Q: How does the Department of Education address the needs of this new student population after they are released to sponsors?
The English Language Learner programs provide the only way the department can reach refugee students after they are released to sponsors. Twenty-eight percent of the city’s ELL students are in Brooklyn, according to a 2013 department report, the second highest group by borough after Queens. More than half of ELL students in Brooklyn are foreign-born.
The English Language Learner population at any school might incorporate unaccompanied child migrants as well as legal immigrants and others. “We’re giving these services to anyone who needs them, whether they’re unaccompanied minors or not,” said a Department of Education official who declined to be identified.
Q: Who decides where the children go to school?
The Department of Education says that they expect children to attend schools in the area in which they are resettled.
As for the schools themselves, they cannot seek to determine the immigration status of students. This is in order to avoid a “chill” that discourages public school enrollment, according to a 2010 memo from the State Education Department. State education law guarantees all residents free public education, including undocumented children. Federal Justice and Education Department officials have previously warned school districts across the country against checking students’ immigration status, saying that such practices “contravene federal law.”
Q: Does that prevent the city from finding and helping these children once they are settled?
Once incoming children are registered at city schools, the Department of Education plans to support the incoming population by targeting city schools with high numbers of English Language Learners. The DOE plans to offer weekend workshops at targeted schools for students and families to encourage school and health insurance enrollment, according to the department spokesperson.
The workshops are also intended to continue to connect students and the families caring for them with city social services like legal “screenings” and mental health referrals, according to the DOE.
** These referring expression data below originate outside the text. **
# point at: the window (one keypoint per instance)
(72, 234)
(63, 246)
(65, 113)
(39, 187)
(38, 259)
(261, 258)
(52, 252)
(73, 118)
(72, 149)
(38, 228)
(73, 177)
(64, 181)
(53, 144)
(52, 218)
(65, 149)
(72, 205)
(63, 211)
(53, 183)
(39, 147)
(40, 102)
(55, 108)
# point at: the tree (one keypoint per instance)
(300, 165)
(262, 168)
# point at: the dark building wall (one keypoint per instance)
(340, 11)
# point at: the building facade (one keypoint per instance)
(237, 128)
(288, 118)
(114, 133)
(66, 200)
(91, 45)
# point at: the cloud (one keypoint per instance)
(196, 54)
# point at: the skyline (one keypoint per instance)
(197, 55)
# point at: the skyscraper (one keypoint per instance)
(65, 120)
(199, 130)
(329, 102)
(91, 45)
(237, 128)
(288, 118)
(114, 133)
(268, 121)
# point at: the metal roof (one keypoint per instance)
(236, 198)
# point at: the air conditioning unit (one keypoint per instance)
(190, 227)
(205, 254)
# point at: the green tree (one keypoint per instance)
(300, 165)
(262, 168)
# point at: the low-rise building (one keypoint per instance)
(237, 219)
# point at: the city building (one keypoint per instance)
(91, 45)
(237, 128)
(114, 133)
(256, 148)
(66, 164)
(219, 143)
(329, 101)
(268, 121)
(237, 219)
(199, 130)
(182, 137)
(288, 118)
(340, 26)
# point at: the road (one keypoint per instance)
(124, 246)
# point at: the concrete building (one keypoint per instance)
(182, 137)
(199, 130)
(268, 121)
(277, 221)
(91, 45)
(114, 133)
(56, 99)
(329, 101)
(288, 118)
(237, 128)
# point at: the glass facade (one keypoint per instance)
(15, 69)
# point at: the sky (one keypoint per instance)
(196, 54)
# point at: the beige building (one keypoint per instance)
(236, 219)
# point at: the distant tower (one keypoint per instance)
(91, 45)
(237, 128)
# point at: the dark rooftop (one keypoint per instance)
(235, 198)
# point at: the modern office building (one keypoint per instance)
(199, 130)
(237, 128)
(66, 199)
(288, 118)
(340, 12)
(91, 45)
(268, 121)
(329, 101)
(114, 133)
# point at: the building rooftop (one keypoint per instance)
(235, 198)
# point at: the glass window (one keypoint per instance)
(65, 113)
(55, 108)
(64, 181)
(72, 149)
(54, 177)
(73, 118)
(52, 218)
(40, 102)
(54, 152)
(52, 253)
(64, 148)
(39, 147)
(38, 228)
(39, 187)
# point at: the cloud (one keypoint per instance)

Q: Have the schools been welcoming?
Some schools in New York State have recently turned away immigrant students, prompting a review by state officials, according to The Associated Press. And the New York Civil Liberties Union recently released a study finding that 139 school districts in the state may have illegally obstructed the enrollment of immigrant children. None of the districts named are within New York City, though several are in Long Island’s Suffolk and Nassau Counties. Those two counties received the most unaccompanied migrant children in the state over the last fiscal year—1,600 and 1,446, respectively.
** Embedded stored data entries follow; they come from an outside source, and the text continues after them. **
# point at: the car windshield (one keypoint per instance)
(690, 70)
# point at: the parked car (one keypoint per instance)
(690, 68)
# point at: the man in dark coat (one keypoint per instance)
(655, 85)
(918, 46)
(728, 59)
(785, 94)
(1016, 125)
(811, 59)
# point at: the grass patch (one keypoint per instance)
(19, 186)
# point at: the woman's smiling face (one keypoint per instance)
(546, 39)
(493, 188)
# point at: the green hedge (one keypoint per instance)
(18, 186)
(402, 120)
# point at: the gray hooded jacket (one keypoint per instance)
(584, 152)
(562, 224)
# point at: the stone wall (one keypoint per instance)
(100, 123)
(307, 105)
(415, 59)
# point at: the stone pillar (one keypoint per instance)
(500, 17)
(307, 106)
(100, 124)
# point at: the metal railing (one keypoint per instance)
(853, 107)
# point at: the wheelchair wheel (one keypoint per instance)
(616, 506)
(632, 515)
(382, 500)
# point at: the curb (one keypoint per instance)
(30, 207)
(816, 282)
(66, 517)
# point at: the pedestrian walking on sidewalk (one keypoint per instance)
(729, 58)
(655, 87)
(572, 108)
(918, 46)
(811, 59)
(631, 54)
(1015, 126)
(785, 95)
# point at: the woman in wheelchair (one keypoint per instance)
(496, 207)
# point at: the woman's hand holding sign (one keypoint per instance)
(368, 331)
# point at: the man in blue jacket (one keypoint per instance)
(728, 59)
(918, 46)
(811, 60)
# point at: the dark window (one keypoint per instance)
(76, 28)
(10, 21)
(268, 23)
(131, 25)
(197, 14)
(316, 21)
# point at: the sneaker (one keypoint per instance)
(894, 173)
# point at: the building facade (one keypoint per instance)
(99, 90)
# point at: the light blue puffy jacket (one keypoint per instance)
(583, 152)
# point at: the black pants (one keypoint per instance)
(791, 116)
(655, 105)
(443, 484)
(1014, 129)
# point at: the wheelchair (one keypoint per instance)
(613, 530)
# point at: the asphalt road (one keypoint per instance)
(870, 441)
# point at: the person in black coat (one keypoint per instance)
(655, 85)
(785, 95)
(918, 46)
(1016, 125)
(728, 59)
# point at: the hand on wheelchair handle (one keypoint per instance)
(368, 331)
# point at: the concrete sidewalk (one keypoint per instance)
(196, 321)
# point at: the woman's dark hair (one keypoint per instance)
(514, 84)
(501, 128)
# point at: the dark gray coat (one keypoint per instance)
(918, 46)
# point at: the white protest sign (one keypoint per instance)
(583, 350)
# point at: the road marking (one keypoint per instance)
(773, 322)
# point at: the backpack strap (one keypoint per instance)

Though New York City schools have perennial problems with overcrowding, large class sizes, and with keeping pace with the growth of its student population, the Department of Education official dismissed the possibility that the incoming migrant students would negatively impact the city’s school system. “We’re very equipped for handling this influx,” the official said. “And that’s why we were chosen as one of the cities to do this. We have schools that get newcomers all the time—this is one of the things we do all the time.”